Tour du Mont Blanc: A Conversation with Julie Rains
This month we’re interviewing women from all over the world and asking them about their experiences traveling to France. We had the privilege of speaking with Julie Rains about her experience hiking through the Tour du Mont Blanc. Here’s a glimpse into our conversation.
Tell us about yourself! What do you do when you’re not traveling the world? Where do you live? What made you decide to go to your most recent destination?
I am a freelance writer in North Carolina, married with two college-aged sons. I write for online outlets, maintain my own blog (Investing to Thrive)
In my free time, I love to ride my road bike and go hiking with my family and friends. I also run and swim, and have done a couple of triathlons.

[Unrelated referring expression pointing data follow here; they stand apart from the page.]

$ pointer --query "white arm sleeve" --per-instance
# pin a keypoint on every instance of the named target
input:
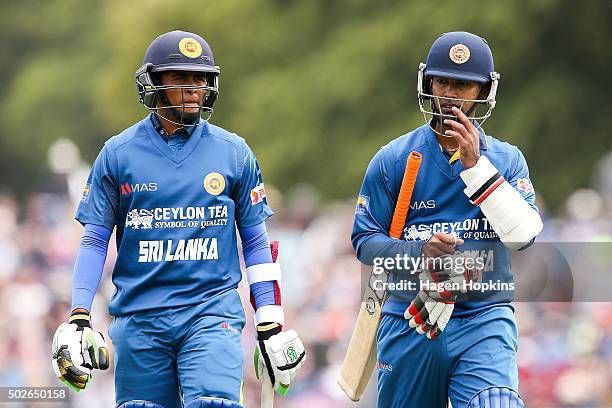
(512, 218)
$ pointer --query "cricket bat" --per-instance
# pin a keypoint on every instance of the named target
(267, 391)
(360, 356)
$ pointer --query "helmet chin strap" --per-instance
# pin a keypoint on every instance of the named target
(174, 109)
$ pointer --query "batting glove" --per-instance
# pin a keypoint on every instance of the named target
(428, 315)
(433, 306)
(77, 350)
(280, 353)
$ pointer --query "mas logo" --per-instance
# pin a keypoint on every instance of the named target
(85, 195)
(363, 205)
(214, 183)
(524, 185)
(127, 188)
(258, 194)
(190, 48)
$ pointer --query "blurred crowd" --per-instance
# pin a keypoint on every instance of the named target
(565, 351)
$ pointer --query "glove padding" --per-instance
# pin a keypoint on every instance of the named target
(76, 351)
(433, 306)
(281, 355)
(428, 315)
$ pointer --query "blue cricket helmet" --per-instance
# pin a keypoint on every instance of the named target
(177, 51)
(460, 56)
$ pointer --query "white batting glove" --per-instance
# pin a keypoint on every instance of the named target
(76, 351)
(428, 315)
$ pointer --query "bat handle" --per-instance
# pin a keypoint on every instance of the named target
(267, 391)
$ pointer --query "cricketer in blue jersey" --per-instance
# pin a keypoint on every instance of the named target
(175, 187)
(445, 337)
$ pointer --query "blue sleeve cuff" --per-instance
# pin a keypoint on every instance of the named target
(256, 250)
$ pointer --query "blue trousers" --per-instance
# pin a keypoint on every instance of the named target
(473, 353)
(172, 356)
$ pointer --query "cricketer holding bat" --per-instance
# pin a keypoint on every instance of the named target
(175, 187)
(471, 189)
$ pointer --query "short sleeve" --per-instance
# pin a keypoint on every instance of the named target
(251, 200)
(519, 179)
(99, 204)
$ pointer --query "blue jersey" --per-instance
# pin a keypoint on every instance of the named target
(176, 213)
(439, 205)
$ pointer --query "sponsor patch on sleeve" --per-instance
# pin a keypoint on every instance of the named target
(85, 195)
(363, 205)
(258, 194)
(524, 185)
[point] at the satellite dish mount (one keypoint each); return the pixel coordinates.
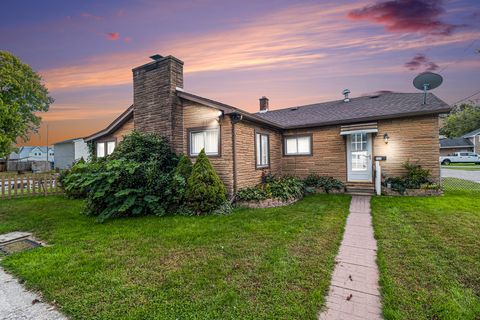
(427, 81)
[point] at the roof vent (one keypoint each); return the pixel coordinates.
(346, 92)
(156, 57)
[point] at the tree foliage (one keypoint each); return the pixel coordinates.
(205, 191)
(462, 119)
(22, 94)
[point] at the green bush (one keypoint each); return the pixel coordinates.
(326, 183)
(75, 181)
(284, 188)
(205, 191)
(415, 178)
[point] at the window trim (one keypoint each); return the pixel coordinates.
(200, 129)
(105, 146)
(261, 166)
(289, 136)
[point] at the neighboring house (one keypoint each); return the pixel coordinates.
(338, 138)
(34, 153)
(474, 138)
(70, 151)
(449, 146)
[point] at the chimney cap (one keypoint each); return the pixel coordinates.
(156, 57)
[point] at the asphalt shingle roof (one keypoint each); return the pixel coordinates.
(472, 133)
(455, 142)
(382, 106)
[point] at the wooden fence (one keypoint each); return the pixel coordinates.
(29, 185)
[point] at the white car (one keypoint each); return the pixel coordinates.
(460, 157)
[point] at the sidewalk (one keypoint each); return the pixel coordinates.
(354, 292)
(17, 303)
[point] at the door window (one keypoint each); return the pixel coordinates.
(359, 152)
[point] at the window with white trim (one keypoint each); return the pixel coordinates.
(110, 147)
(262, 150)
(208, 139)
(298, 145)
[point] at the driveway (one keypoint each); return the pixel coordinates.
(461, 174)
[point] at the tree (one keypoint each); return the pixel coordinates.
(205, 191)
(462, 119)
(22, 94)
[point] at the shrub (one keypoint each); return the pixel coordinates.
(205, 191)
(284, 188)
(75, 181)
(415, 178)
(326, 183)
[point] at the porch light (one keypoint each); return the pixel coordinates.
(386, 137)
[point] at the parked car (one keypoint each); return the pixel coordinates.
(460, 157)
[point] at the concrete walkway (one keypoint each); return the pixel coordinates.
(17, 303)
(354, 292)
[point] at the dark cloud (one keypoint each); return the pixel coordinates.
(420, 61)
(406, 16)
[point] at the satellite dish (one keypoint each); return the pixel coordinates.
(427, 81)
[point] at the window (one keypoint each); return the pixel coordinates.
(298, 145)
(208, 139)
(262, 150)
(105, 148)
(110, 147)
(100, 149)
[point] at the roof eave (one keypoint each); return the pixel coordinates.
(120, 120)
(372, 118)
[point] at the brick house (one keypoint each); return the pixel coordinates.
(337, 138)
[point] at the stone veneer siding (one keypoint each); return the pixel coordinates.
(247, 173)
(328, 157)
(414, 139)
(198, 116)
(156, 105)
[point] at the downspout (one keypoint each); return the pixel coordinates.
(234, 159)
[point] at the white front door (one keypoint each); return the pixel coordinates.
(359, 157)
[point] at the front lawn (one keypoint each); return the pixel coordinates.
(429, 255)
(254, 264)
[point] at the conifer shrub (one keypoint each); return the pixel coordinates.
(205, 191)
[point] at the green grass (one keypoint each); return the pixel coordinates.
(253, 264)
(429, 255)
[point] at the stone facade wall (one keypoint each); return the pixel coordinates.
(156, 106)
(328, 154)
(414, 139)
(247, 173)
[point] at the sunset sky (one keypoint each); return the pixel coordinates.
(293, 52)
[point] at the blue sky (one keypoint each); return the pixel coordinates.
(294, 52)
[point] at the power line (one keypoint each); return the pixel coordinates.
(461, 58)
(467, 97)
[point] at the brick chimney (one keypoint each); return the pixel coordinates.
(263, 104)
(156, 106)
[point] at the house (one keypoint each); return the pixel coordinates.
(69, 151)
(31, 158)
(338, 138)
(474, 137)
(451, 145)
(33, 153)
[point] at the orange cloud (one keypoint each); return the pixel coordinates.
(297, 37)
(113, 36)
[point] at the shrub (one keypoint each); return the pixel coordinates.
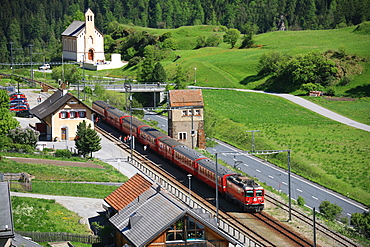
(26, 136)
(63, 153)
(344, 81)
(329, 211)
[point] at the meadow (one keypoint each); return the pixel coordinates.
(56, 180)
(324, 151)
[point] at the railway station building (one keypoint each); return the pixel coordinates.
(59, 116)
(185, 120)
(153, 217)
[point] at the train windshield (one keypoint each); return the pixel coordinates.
(249, 193)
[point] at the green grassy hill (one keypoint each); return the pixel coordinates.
(224, 67)
(327, 152)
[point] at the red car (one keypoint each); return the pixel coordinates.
(17, 96)
(19, 108)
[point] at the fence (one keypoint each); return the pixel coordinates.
(65, 236)
(17, 181)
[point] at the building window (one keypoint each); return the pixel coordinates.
(176, 231)
(195, 230)
(63, 114)
(182, 136)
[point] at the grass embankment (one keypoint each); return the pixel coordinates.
(329, 153)
(53, 180)
(42, 215)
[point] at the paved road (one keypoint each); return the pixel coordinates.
(309, 105)
(87, 208)
(276, 177)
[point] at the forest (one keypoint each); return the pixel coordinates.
(34, 26)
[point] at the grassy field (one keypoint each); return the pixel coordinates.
(53, 180)
(30, 214)
(327, 152)
(356, 109)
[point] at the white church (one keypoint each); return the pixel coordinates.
(84, 43)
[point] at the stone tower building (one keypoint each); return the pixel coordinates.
(186, 123)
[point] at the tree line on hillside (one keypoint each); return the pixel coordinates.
(40, 22)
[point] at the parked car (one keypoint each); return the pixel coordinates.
(18, 102)
(25, 113)
(15, 95)
(44, 66)
(15, 98)
(19, 108)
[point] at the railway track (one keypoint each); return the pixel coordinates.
(247, 234)
(338, 238)
(250, 232)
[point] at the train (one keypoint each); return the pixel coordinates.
(245, 192)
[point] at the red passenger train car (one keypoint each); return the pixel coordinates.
(245, 192)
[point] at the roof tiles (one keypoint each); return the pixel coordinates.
(128, 192)
(188, 97)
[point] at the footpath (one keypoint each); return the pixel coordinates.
(87, 208)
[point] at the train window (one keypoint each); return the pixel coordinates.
(182, 135)
(249, 193)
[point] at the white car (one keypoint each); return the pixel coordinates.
(44, 66)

My husband and I were looking for something special to do for our 30th wedding anniversary. I love active vacations and started looking at adventure trips. We landed on the Tour du Mont Blanc because it looked like a challenge but doable. Plus, it seemed like a cool way to see Europe. In addition, preparing for the trip gave us a great reason to hike and work out together.
How long did you go for? How did you spend your time?
The trip was a little over 2 weeks (17 days with travel time). We spent 14 days on the Tour du Mont Blanc, hiking most of the time, but also enjoying a few rest days.
Generally, our hiking days looked like this: get up and eat breakfast in the hotel dining room as early as possible, generally about 7 a.m.; start hiking at 8 a.m.; finish the day’s hike between 3 p.m. (short days) to 7 p.m. (long days).
While on the hike, we absorbed the magnificent views; paused to rest, refuel, and rehydrate; took pictures; and occasionally talked with other hikers. On our rest days, we rested and explored the area.
What were your most memorable experiences? What were the biggest disappointments?
The entire hike was amazing. The views were incredible as we hiked, but breathtaking when we arrived at various high points on the trail. At these points, we could see multiple mountain ranges. I found it hard to believe that a generally in-shape person could arrive at these places without motorized support (chairlifts, helicopters, etc.)
For this trip, I didn’t carry grand expectations — though I would NOT have been disappointed with this hike if I had carried high hopes. Still, I generally viewed any imperfections as part of the adventure.
What do you wish you knew before you went?
I wish I had realized how steep the ascents and descents on the hike are, as we would have trained more for these specific conditions. I am accustomed to switchbacks but not straight up and down hiking.
I also wish I understood how accessible food and beverage services are along the trail. Mountain refuges and similar operations provide accommodation and excellent meals, snacks, beverages, and even wine. I never imagined that you could get a fresh green salad, fresh fruit, omelets, soup, and polenta high up in the mountains. If I had been more aware of these amenities, I think I would have relaxed more when planning the trip.
I studied French but wish I had focused more on travel French and not trying to master the entire language. Still, I was glad to have increased my knowledge, as many people in the remote areas along the trail don’t speak fluent English.
Finally, I wish I was better at reading maps! We easily navigated with route notes and signs (generally, it was difficult to get lost). But if I had been more adept at reading and interpreting various types of map (topographical maps, for example), I could have had a better understanding of each day’s route and its challenges.
Any favorite restaurants/hotels/hostels/
sites you’d like to recommend? Tell us what made them great!
Nearly every place on the trail was magnificent. I especially liked the town of La Palud, Italy near Courmayeur. You can take an enclosed gondola to the top of the mountain there. My husband, son, and I enjoyed a magnificent meal with expert presentation at Locanda La Brenva (also a small hotel). The owner wanted to impress Americans and gave us special attention–for example, he served us free appetizers and took us on a tour of his newly renovated rooms.
A few of my favorite mountain refuges for meals were Refuge de Miage, Refuge du Lac Blanc, and Rifugio Elisabetta. Refuges offer accommodation for travelers, and also serve food. Nearly every meal we had while traveling was enjoyed outdoors. It was especially nice to savor excellent food and magnificent views at the same time, and these are available at most mountain refuges.
Is there anything that women specifically should know before they travel to your destination?
Women should know that dorm-style accommodations in the mountain refuges house both men and women in the same room. Showers and restrooms are often unisex. Fortunately, locks on the doors tend to be sturdy.
There are many public toilets on the trail, which you should use at every occasion as the trail is very open and it’s typically difficult to dash in the woods for a restroom break.
Generally, there will be many people on the trail — I like seeing other people and felt safe in these conditions (though some like a more rugged, wilderness experience). Even though I traveled with my husband and one of our sons, I don’t think I would have felt intimidated if I had been hiking without companions. Still, for general safety purposes, it would be good to have a hiking companion as you’ll rarely have cell phone service and even though you’ll find services on the trail, the area is somewhat remote.